Welcome to the house you accidentally built.
In The Double-Edged Sword of Social Media and Credit Cards, I explored how social media isn’t some neutral medium—it’s a mirror that curves back toward you like a funhouse reflection. Except it isn’t all that fun when it starts subtly shaping your beliefs, your moods, your expectations of the world. But there’s a deeper truth I didn’t fully grasp until recently, and it came from Gary Vaynerchuk.
He said: “You are the algorithm.”
At first, that might sound like motivational fluff. You know, the kind of thing that would be followed by a hashtag and a “crush it” fist bump. But it’s actually a profound—and dangerous—truth. Because if you are the algorithm, then what you choose to see is what you become. And what you become, over time, is shaped by what you’ve allowed to shape you. It’s recursive. It’s exponential. It’s terrifying. And yes, it’s fixable.
Hacking the Feed, Healing the Self
Instagram did something recently that most people didn’t even notice—probably because it was buried under more digital layers than a Russian nesting doll. But if you dig through your profile, past settings and content preferences, you’ll find a quiet little option: Reset Suggested Content.
It’s like wiping the chalkboard of your subconscious. Hit that button and, poof, the algorithm forgets what it thought you wanted. It’s a rare kind of digital amnesia—like a witness protection program for your attention span.
Now, combine that with Gary’s advice: after the reset, start searching for “positivity,” “hope,” “generosity,” “kindness,” and whatever else you actually want more of in your life. Like a monk tuning the frequency of a sacred bell, you can train the machine to hum to your frequency instead of the other way around. This is where the algorithm becomes an extension of your will, not your weakness.
But there’s a deeper caution here. Even with this newfound control, the algorithm still has power. And if you aren’t careful, it will take the wheel again the moment you let your guard down. It’s like training a dog that’s part golden retriever, part velociraptor. Feed it the wrong thing, and suddenly it’s dragging you back into chaos.
The emotional tug here is simple: if we don’t curate our feeds, we outsource the curation of our lives. We hand over our internal compass to an engine whose only goal is engagement, not enrichment.
Credit Cards, Cat Videos, and Choosing Your Reality
In that earlier post, I compared the algorithm to credit card companies. They start with a little data—where you shop, what you buy, how often—and from that, they build a model of your desires. Over time, they don’t just reflect who you are; they anticipate who you might become. If you let them. Social media does the same. But instead of just predicting your purchases, it predicts your politics, your mood, your friendships. And worse, it feeds you the distorted version of your own curiosity until you start believing that’s all the world has to offer.

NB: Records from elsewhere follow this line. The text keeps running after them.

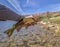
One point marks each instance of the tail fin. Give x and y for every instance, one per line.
x=10, y=31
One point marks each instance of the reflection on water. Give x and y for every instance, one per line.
x=34, y=36
x=4, y=25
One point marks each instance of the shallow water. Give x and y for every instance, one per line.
x=34, y=36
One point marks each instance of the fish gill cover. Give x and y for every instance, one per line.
x=35, y=29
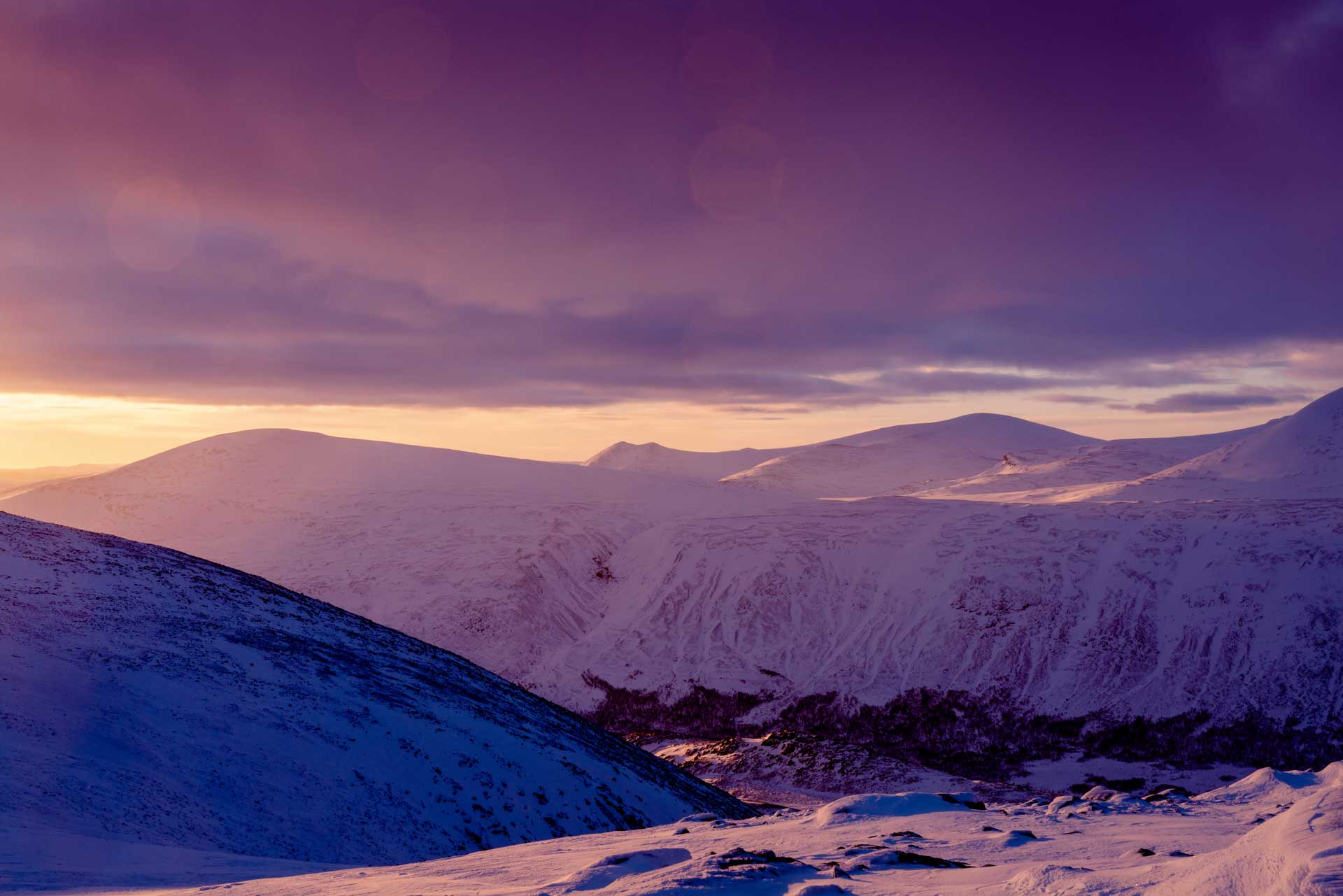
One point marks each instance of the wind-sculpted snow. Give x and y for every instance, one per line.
x=660, y=460
x=544, y=571
x=897, y=460
x=1017, y=476
x=150, y=696
x=493, y=557
x=1141, y=609
x=904, y=845
x=1298, y=457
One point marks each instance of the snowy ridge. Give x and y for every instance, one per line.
x=17, y=481
x=148, y=696
x=655, y=458
x=1142, y=609
x=1115, y=461
x=897, y=460
x=493, y=557
x=544, y=571
x=1298, y=457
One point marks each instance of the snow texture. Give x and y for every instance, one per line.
x=153, y=697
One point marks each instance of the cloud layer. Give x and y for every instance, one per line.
x=570, y=204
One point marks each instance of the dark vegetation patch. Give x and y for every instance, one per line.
x=986, y=735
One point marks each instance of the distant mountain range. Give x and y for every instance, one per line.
x=148, y=696
x=1132, y=576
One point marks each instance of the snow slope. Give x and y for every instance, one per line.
x=1146, y=609
x=883, y=844
x=1115, y=461
x=1298, y=457
x=493, y=557
x=660, y=460
x=148, y=696
x=897, y=460
x=20, y=480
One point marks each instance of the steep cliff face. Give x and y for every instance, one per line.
x=150, y=696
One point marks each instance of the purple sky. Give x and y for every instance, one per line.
x=781, y=206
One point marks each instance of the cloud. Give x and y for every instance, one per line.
x=1214, y=402
x=220, y=202
x=1079, y=399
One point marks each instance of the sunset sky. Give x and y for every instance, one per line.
x=708, y=225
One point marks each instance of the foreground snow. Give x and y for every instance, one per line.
x=1249, y=840
x=152, y=697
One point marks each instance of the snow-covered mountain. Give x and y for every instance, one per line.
x=546, y=571
x=1298, y=457
x=148, y=696
x=899, y=460
x=499, y=559
x=1283, y=841
x=20, y=480
x=660, y=460
x=1143, y=609
x=1016, y=476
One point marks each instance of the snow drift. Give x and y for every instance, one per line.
x=493, y=557
x=897, y=460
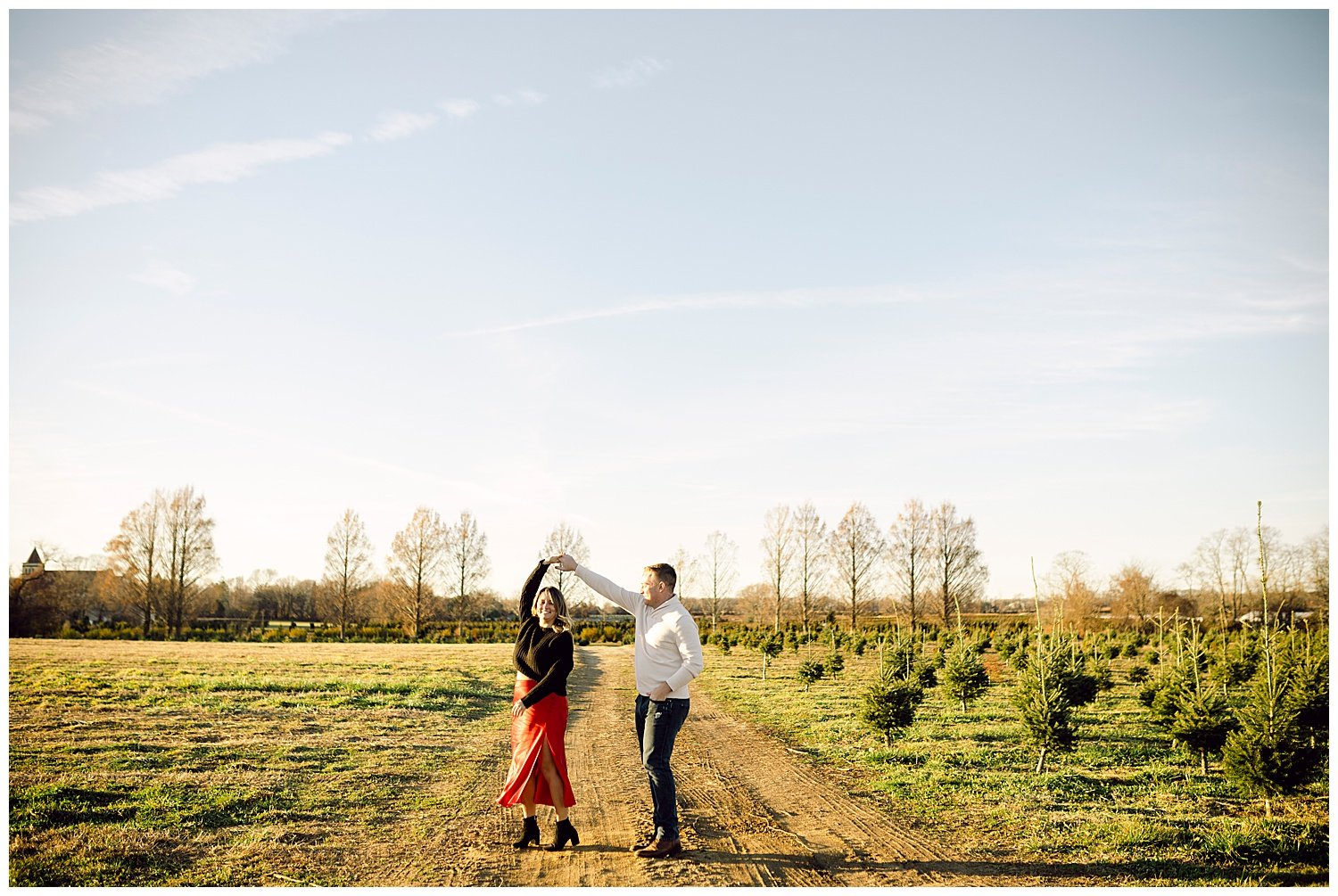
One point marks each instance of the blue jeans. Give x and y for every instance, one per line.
x=657, y=727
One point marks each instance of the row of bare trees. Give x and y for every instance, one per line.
x=1219, y=583
x=926, y=563
x=163, y=550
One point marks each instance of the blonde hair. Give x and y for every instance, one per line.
x=561, y=622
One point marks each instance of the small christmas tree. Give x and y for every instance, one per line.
x=890, y=706
x=963, y=673
x=810, y=670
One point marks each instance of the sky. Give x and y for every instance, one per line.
x=655, y=273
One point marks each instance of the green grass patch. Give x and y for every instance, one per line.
x=1126, y=801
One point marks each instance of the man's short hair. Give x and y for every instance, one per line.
x=665, y=574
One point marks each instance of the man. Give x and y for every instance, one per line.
x=666, y=655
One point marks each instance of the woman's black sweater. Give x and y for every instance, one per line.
x=542, y=654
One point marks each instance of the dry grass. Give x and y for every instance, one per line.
x=142, y=762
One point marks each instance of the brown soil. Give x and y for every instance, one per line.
x=751, y=812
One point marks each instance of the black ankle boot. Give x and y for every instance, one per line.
x=564, y=834
x=529, y=834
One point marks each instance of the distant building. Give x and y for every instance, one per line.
x=42, y=599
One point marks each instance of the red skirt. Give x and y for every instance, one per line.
x=546, y=721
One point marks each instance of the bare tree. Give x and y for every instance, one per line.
x=190, y=554
x=720, y=570
x=467, y=561
x=565, y=539
x=855, y=546
x=1219, y=570
x=811, y=559
x=1316, y=553
x=688, y=569
x=417, y=553
x=1132, y=593
x=778, y=547
x=957, y=562
x=910, y=550
x=136, y=556
x=348, y=569
x=1070, y=580
x=755, y=601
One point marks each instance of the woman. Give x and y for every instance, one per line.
x=543, y=652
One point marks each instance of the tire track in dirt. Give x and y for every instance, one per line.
x=751, y=812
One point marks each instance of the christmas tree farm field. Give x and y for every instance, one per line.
x=1124, y=804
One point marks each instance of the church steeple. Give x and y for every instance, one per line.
x=34, y=566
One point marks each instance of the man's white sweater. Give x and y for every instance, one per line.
x=668, y=645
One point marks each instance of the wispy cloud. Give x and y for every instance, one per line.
x=166, y=277
x=154, y=58
x=524, y=96
x=221, y=163
x=631, y=74
x=396, y=126
x=459, y=107
x=716, y=301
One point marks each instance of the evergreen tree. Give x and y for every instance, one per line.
x=1274, y=752
x=963, y=673
x=1202, y=724
x=1045, y=709
x=810, y=670
x=890, y=706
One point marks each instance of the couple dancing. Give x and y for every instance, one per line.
x=666, y=654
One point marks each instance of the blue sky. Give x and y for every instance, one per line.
x=655, y=273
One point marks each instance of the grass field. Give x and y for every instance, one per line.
x=160, y=764
x=1124, y=799
x=214, y=764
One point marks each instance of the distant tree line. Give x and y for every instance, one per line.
x=923, y=567
x=154, y=582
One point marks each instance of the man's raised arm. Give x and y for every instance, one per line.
x=599, y=585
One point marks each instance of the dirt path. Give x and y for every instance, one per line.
x=751, y=813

So is there a crossover between the Gary Vee “you are the algorithm” idea and the invisible influence of financial algorithms? Maybe not in a straight line. But in both cases, the deeper truth is this: systems evolve based on inputs. The difference is that credit card companies won’t let you press a reset button. Instagram just did. Use it.
We live in a world where a single pause on a cat video means you’re now “interested in felines” for the next three months. That’s the reality we’ve allowed. But what if we turned that around? What if your next three months were built around optimism, gratitude, connection, purpose?
You have more power than you think. You are not just a consumer of information—you’re a creator of context. Every tap, every search, every ignored video is a seed planted in the garden of your own mind.
The question is: are you growing flowers… or weeds?